I have some code that manages a queue of unique_ptrs. In its main loop, it pops an entry off of the queue, does something with it, and then allows the element to go out of scope and be deleted. So far, no problem.
I would like to add a feature where instead of necessarily deleting the element, we possibly move it somewhere else. The catch is that only the element itself knows whether to do this or where it needs to go.

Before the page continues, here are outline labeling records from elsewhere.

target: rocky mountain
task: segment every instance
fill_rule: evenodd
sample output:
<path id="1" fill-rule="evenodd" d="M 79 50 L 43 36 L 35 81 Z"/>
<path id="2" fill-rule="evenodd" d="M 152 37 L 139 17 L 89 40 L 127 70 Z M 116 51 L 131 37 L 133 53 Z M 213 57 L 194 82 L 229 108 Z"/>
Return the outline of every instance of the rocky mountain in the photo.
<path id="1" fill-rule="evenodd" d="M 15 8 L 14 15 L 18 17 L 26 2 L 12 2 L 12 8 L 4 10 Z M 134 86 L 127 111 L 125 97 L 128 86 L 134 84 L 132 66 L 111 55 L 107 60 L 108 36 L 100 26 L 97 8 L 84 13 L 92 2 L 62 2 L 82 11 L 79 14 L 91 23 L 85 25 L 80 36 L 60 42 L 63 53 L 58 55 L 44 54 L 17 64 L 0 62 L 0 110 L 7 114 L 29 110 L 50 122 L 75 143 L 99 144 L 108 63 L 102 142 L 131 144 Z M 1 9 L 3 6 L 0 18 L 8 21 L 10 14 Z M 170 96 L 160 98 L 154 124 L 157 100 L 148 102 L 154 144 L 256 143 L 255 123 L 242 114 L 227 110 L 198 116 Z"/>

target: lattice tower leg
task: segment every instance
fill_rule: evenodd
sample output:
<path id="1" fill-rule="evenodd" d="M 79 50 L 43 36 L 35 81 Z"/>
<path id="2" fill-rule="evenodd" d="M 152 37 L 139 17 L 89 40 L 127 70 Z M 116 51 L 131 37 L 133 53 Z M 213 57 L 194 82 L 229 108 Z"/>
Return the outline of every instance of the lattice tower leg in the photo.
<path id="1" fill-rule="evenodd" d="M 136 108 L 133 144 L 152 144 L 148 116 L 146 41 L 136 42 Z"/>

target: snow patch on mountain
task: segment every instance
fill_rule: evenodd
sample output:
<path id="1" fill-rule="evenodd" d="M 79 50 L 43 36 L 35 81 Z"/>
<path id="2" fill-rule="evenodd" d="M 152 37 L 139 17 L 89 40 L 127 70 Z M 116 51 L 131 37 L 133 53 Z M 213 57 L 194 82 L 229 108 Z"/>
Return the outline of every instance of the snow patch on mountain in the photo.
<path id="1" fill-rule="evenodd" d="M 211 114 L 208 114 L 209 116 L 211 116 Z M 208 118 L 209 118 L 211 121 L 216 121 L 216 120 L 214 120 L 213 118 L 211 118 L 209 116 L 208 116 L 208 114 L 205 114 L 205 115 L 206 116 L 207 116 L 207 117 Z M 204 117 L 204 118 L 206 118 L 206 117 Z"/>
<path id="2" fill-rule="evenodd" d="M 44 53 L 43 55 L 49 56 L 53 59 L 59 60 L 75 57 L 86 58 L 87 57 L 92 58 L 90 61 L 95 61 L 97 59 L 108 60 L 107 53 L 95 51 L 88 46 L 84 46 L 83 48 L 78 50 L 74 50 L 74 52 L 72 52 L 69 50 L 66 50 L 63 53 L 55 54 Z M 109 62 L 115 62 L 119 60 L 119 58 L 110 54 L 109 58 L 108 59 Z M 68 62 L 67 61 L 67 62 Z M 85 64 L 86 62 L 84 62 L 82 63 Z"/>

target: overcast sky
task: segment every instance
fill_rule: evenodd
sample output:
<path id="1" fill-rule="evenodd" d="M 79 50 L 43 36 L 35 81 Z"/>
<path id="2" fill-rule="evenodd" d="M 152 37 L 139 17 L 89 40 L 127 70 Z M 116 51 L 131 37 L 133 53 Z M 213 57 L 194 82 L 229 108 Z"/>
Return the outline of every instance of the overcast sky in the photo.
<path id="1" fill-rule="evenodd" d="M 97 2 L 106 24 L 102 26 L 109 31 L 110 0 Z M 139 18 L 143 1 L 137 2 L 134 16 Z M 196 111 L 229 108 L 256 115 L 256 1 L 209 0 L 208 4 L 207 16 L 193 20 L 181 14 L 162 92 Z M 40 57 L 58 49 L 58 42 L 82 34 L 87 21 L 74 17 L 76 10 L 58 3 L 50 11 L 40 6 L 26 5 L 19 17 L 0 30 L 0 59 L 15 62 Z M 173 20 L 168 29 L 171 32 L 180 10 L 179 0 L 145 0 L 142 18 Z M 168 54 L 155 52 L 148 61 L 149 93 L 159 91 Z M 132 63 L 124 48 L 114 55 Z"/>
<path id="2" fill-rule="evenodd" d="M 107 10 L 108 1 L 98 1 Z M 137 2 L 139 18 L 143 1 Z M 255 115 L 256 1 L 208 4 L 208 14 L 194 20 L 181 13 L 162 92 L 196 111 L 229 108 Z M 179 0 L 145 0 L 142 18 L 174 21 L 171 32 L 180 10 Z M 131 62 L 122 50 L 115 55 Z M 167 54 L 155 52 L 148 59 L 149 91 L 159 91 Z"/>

The main loop is something like:
std::deque< std::unique_ptr<Object> > queue;
while( !queue.empty() ) {
auto element = std::move( queue.front() );
queue.pop_front();
element->do_something();
element->recycle( std::move(element) ); // ?
}
If recycle weren't a method of Object, this would be a non-issue, but because it is a method of object, I'm not sure what it should look like. With the above code, I'd have something like:
class Object {
public:
virtual void do_something();
virtual void recycle( std::unique_ptr<Object> unique_this ) {
// move unique_this somewhere, or don't and allow it to be deleted
}
};
Is this safe? If recycle doesn't move unique_this, it will delete this in one of its own methods (at the end of the method, though). Is that a problem?
A possibility I thought of to avoid the deletion-of-this would be to have recycle take a unique_ptr by lvalue reference, which I realize is kind of weird. The idea is that it would move it somewhere if it wanted to, but if it didn't, the object wouldn't be deleted until after recycle returned. It doesn't necessarily avoid the problem of possibly deleting an object in one of its methods, though, because we'd have to make sure that wherever we moved it to didn't immediately delete it.
If it's not safe to do something like this, the fallback plan would be to have Object return a recycler (i.e., a callable which isn't a method of Object that does the recycling). I think that should be possible, but managing the type and lifetime of the recycler would be kind of messy given that different objects will want to use different recyclers.
It seems to me that the first idea (passing a unqiue_ptr by value) is the best unless it violates any rules. Is that safe? Is there a better way to do this?
element->recycle(std::move(element));
is problematic before C++17:
element->
might be evaluated after the move constructor, and so be nullptr
. So unsafe.
Safer then, would be to change to:
virtual void recycle( std::unique_ptr<Object>&& unique_this )
Remember than it is not the std::move
which "moves", but the move-construction.
Alternative
auto ptr = element.get(); // element might become nullptr just below,
// so kept "old" non-nullptr value
ptr->recycle(std::move(element));
would be possible, but is error prone (require comment, or might be badly refactorized in wrong code)
Since C++17, evaluation order (13) specify that element->
is evaluated before the evaluation of the argument; So it is safe.